Cem escritores brasileiros e suas manias quando escrevem (3)
por Michel Laub
Cardoso, autor de Cavernas e concubinas – “Em matéria de métodos, manias e superstições relativas ao ato de A Escrita, confesso que já fui bastante FRESCO nessa vida. Houve época em que achava ADEQUADO o uso de muletas mentais (ref. cit. apetrechos), tais quais CHAPÉU PANAMÁ e MÁSCARA DE BORRACHA – essa não resistiu ao verão cataclísmico de 1999 – e o consumo de DRINKS variados (destaque para minha receita particular de CHOCONHAQUE, preparado com Nescau e vodca). Também passei uns bons seis anos acreditando que, sem uma JANELA pela qual pudesse FITAR o horizonte, nada de importante poderia ser feito, mas desde que me mudei para um prédio sem vista entendi que tudo não passou de MELINDRE infundado, e que nada disso fazia a MENOR diferença para o que ou como eu escrevia. Algo que pode, entretanto, ser citado para que não pareça que sou totalmente REGULAR é o fato de eu necessitar de muita PLACIDEZ quando escrevo, motivo pelo qual SEMPRE escrevo de madrugada e, de preferência, SOZINHO. Uma outra pessoa na sala, mesmo completamente IMÓVEL me tira totalmente a concentração. Ao mesmo tempo, por mais contraditório que seja, necessito de alguma espécie de MOVIMENTO no ambiente, por isso escrevo sempre sentado de frente para uma televisão ligada, quase sempre sem volume. De tempos em tempos, troco de canal.”
Carola Saavedra, autora de Flores azuis – “No início eu era muito metódica para escrever, tinha que ser na parte da manhã, a mesa arrumada, livros e anotações por perto, porta fechada, música de fundo, xícara de café, etc. Hoje em dia as coisas são mais complexas, escrevo quando dá, do jeito que dá. De todo aquele ritual, acho que restou apenas a xícara de café.”
Ivana Arruda Leite, autora de Alameda Santos – “Pra falar a verdade, eu detesto escrever. O meu barato é reescrever, mexer no que já está escrito. O começo de um livro é sempre um sacrifício sem fim. Até porque eu sou do tipo que já tem a história pronta na cabeça antes de escrevê-la. Daí a preguiça. Pra eu me obrigar a ficar umas horinhas na frente do computador é só na base do prêmio e castigo. Eu fico me prometendo coisas. Se eu escrever mais uma hora, eu posso ficar duas no twitter. Ou jogando no computador. Se eu não escrever um capítulo hoje, eu não vou poder sair pra beber. Nesta fase, eu só escrevo de manhã e no meu trabalho. Trabalho de prisioneiro mesmo. Eu só relaxo depois da primeira versão concluída. Aí sim o prazer da escrita aparece e eu escrevo freneticamente de dia, de noite, em qualquer lugar. Se o editor não arranca o livro da minha mão eu mexo nele pro resto da vida.”

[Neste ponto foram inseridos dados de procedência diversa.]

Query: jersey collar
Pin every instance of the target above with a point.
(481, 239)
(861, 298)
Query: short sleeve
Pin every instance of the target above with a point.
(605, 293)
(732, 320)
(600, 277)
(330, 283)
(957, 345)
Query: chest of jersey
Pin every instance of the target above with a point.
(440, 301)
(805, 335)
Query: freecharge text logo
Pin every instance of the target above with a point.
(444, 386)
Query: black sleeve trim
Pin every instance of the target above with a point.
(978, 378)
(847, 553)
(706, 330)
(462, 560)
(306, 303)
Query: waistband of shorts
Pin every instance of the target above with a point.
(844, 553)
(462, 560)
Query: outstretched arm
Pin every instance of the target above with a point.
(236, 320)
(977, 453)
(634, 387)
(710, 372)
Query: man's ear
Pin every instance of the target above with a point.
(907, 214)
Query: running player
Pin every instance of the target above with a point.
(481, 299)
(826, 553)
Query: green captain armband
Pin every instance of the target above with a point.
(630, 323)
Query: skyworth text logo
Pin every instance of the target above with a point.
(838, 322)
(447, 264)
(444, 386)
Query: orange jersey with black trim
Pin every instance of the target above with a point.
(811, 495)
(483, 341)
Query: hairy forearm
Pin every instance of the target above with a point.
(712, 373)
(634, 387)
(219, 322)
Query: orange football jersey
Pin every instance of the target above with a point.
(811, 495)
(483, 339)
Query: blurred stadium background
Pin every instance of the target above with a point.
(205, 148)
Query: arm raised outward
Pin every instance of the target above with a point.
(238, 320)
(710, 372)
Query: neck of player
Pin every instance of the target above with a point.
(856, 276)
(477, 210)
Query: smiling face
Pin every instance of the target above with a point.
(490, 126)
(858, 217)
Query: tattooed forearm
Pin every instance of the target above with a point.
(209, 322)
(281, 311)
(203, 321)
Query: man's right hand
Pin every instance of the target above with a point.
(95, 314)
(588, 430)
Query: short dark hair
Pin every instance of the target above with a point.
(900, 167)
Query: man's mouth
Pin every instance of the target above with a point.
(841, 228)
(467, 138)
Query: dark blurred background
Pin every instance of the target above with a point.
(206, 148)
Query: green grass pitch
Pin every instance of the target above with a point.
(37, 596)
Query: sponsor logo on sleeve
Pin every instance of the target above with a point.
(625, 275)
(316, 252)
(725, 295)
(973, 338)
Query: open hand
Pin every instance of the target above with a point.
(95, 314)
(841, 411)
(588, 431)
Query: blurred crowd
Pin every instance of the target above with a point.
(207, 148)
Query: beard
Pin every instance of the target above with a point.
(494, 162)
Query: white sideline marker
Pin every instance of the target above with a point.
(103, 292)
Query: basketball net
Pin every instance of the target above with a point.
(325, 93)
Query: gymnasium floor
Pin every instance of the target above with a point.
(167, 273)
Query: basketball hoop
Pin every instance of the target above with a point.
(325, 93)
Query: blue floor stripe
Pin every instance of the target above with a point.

Luiz Ruffato, autor de Estive em Lisboa e lembrei de você – “Acordo, de segunda a sexta, invariavelmente, quando não estou viajando, às 6 da manhã, tomo café, leio o jornal, e às 7 começo a trabalhar. Sigo até meio-dia e meia, quando almoço. Não tenho superstições ou manias. Só escrevo em minha casa, em São Paulo, sempre diretamente no computador. As tardes dedico-as a responder mensagens, ir ao banco, resolver questões domésticas. À noite leio e às 10 já estou recolhido à cama.”
Marçal Aquino, autor de Eu receberia as piores notícias de seus lindos lábios – “Escrevo literatura exclusivamente a mão, em cadernos tipo universitário, com caneta macia. Gosto da frase do Kureishi: ‘Escrevo com pau duro e caneta de ponta mole, e não o contrário’. Acho que é por aí. Se houver música, será instrumental, que letras atrapalham nessa hora. O ideal é que eu esteja sozinho e disponha do tempo que precisar, nem que seja uma ilusão.”